Erin Brockovich agreed to visit the area in October to help cancer victims with their claim of water pollution. A spokesperson for Satellite Beach said the area under discussion was not in the city, but in an unincorporated area in the county. A similar complaint in 1992, was investigated by the Agency for Toxic Substances and Disease Registry. They found that there was no public health hazard and overall cancer rates were lower in Satellite Beach and the surrounding area than they were statewide. Breast and cervical cancer rates were higher.

===Threats to groundwater===
Two substances of concern, PFOS (Perfluorooctanesulfonic acid) and PFOA (perfluorooctanoic acid) were found in beachside groundwater. Human epidemiological studies found associations between PFOS exposure and high cholesterol and
adverse reproductive and developmental effects. Up to 430.1 parts per trillion have been measured in well water (nonpotable) in Cocoa Beach. Commentators suggested that Patrick Space Force Base used to employ firefighting foams that included these substances. They have since been phased out.

==Insect pests==
Mosquitoes can carry malaria, yellow fever, and equine encephalitis. The bites of yellow flies can sting people and domestic animals. The county conducts spraying for these pests, spraying at night to minimize the possibility of contaminating people or killing benign insects such as bees, which are active during the day. Each municipality must authorize the county to overfly its area to spray for mosquitoes.

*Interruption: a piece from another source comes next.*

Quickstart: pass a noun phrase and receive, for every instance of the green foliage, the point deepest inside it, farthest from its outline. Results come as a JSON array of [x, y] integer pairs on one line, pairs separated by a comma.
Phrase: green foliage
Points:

An invasion of white fly originally from Belize attacked palms and other ornamental plants for the first time in 2012.

==Wild hogs==

Wild hogs have become a nuisance in some suburbs.

==Alien species==
Species, alien to the area, have been discovered. They disrupt the environment and sometime interbreed with local species creating an unknowable species with unknown requirements or potential damage to the environment.
- The african clawed frog was first discovered locally in 2011.
- The false map turtle was discovered locally in 2009.
- The red-footed tortoise was discovered in 2007.
- Coyotes first entered the county in 2011.

==Air quality==
Despite its location by the ocean, air quality is not perfect. One website scores the county as lowest in the US for certain particulates

==Alternative solutions==

===Energy===
The Florida Solar Energy Center conducts education and research into alternative energy sources including hydrogen, building construction, as well as solar thermal and photovoltaics.